Yesterday morning, my wife and I drove over to the former Panama Canal Zone to hunt for subjects to capture with our cameras. We were short of pictures and we needed a refill badly. There were three subjects I was interested in shooting. The first one was a rotunda being built on Avenida de los Mártires with a four-lane tunnel; the second was a majestic building which will house el Tribunal Electoral and third one is the building that houses the Panama Supreme Court. All three subjects are impressive sites and depict the flourishing modernization of the city.
Even though a church was not on my schedule, as soon as I laid my eyes on this enticing building, I knew it had to be captured with my Birthday Camera (Canon PowerShot A720 IS). It is a building that seemed to be extracted from the Florence of the XV century during the splendor of the de’ Medici’s dynasty (Giovanni Medici, Cosimo Medici, and Lorenzo Medici “il Magnífico”). Florence is considered the birthplace of the Renaissance, and has been called the Athens of the Middle Ages.

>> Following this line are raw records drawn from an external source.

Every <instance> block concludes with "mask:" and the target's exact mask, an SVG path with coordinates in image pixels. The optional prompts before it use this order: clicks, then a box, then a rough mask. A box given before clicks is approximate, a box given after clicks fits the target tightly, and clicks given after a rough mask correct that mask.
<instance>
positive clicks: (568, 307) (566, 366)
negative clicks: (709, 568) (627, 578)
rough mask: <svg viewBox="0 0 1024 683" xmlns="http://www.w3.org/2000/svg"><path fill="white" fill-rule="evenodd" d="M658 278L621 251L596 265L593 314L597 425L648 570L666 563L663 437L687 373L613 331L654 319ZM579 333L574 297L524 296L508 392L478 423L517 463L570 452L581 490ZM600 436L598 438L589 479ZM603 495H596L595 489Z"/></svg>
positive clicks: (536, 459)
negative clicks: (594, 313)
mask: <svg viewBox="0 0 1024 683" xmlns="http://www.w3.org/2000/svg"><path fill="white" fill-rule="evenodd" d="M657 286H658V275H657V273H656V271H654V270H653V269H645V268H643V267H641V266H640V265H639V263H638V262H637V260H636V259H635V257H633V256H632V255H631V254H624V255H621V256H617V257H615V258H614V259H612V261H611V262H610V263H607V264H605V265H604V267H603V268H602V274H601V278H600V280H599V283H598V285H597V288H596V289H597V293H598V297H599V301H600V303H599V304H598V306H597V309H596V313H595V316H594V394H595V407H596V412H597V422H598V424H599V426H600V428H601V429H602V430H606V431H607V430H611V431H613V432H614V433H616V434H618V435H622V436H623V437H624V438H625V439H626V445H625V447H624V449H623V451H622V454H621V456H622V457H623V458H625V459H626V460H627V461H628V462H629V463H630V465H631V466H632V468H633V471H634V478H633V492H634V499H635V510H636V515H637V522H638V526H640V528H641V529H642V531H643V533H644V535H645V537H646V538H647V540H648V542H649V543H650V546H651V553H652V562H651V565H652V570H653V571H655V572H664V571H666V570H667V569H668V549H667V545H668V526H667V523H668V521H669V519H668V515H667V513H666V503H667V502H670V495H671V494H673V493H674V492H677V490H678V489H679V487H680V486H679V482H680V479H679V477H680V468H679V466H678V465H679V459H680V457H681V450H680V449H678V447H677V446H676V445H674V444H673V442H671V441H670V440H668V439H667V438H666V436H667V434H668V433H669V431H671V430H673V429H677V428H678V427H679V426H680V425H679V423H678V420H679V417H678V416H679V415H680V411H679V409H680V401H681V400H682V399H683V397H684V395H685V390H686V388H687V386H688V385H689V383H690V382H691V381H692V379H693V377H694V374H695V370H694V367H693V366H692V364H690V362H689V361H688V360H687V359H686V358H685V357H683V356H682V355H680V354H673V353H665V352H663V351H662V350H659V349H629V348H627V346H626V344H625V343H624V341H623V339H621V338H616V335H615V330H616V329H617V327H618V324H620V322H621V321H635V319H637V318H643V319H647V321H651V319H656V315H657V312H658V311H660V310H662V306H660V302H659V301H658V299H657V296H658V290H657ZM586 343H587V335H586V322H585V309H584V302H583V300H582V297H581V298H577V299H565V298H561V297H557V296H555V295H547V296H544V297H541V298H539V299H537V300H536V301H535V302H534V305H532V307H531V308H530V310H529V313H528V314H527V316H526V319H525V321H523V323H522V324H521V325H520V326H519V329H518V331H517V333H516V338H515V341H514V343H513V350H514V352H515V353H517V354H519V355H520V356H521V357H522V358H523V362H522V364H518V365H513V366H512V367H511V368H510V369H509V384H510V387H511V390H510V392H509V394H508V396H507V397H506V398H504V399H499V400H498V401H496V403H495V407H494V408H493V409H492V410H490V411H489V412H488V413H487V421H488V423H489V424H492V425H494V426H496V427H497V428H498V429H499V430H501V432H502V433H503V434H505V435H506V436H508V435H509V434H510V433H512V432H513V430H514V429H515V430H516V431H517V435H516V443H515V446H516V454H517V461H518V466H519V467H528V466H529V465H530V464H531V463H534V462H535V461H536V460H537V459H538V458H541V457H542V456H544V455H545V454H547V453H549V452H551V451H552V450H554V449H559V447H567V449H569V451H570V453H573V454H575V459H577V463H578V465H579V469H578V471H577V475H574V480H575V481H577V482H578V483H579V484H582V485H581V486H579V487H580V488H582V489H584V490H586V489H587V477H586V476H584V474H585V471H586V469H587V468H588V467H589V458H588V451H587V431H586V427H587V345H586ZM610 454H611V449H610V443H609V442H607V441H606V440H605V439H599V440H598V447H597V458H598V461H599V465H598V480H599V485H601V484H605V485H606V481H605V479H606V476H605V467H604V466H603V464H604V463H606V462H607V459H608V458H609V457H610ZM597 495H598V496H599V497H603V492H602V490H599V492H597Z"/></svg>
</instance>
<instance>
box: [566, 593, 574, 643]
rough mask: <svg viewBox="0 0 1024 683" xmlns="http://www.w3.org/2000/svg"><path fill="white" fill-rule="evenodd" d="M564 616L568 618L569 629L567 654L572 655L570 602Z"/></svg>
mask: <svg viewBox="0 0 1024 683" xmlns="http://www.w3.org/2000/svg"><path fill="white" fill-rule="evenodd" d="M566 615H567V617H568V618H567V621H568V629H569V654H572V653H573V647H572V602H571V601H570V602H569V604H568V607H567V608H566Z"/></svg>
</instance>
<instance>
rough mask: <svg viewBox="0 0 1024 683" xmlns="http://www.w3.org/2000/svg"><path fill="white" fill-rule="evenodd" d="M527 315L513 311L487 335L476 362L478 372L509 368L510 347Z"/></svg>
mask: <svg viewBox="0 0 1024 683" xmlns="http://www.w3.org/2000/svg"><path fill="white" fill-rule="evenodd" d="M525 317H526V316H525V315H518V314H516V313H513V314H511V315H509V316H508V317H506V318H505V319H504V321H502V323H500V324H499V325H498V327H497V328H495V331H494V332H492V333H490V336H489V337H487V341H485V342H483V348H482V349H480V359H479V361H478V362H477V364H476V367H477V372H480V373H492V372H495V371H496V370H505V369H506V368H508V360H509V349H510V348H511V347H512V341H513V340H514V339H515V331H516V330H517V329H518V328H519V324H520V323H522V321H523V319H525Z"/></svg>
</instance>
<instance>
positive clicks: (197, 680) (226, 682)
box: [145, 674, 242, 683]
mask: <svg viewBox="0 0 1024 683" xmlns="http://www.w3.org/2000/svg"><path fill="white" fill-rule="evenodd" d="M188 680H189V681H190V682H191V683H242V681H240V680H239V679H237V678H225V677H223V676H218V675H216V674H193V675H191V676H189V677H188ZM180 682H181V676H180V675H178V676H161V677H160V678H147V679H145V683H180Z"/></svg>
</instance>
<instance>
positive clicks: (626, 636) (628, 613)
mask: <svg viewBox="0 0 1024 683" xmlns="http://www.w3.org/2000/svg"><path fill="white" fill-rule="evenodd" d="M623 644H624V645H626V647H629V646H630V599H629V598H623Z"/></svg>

In the picture above, you can enjoy the beauty of the Renaissance by observing the eight Roman columns at the entrance of the edifice and the splendid tower of toward your left.
When I studied art and history in college in Costa Rica, I was infatuated with the dome of Florence’s cathedral. The man who would build the elusive structure was Fillipo Brunelleschi. He based his work on Ancient Rome—The Pantheon. It was one of the most fascinating buildings in the collective imagination of the Western world for a long time. In 1436 the dome was finally completed. The greatest architectural feat of the Western world.
The cathedral, topped by Brunelleschi’s dome, dominates the Florentine skyline. The Florentines decided to start building it— late in the 13th century, without a design for the dome. The project proposed by Brunelleschi in the 14th century was the largest ever built at the time, and the first major dome built in Europe since the two great domes of Roman times—the Pantheon in Rome, and Hagia Sophia in Constantinople.
Orbiting like planets around the sun, inside my head, were the grandiose sculptures and paintings of Michelangelo, Donatello, Raphael, Leonardo Da Vinci, and Botticelli. The compositions and music of Alexander Agricola, Johannes Ghiselin, and Heinrich Isaac added to my recollections of the Renaissance in Flornce.
The area of the former Panama Canal Zone is home to many beautiful churches on both the Pacific and Atlantic Side. All of them are in top shape and in full operation to serve our Lord.
During the upcoming days I’ll include pictures of my sojourn to the sites mentioned in preceding paragraphs. Keep your eyes open. Good Day.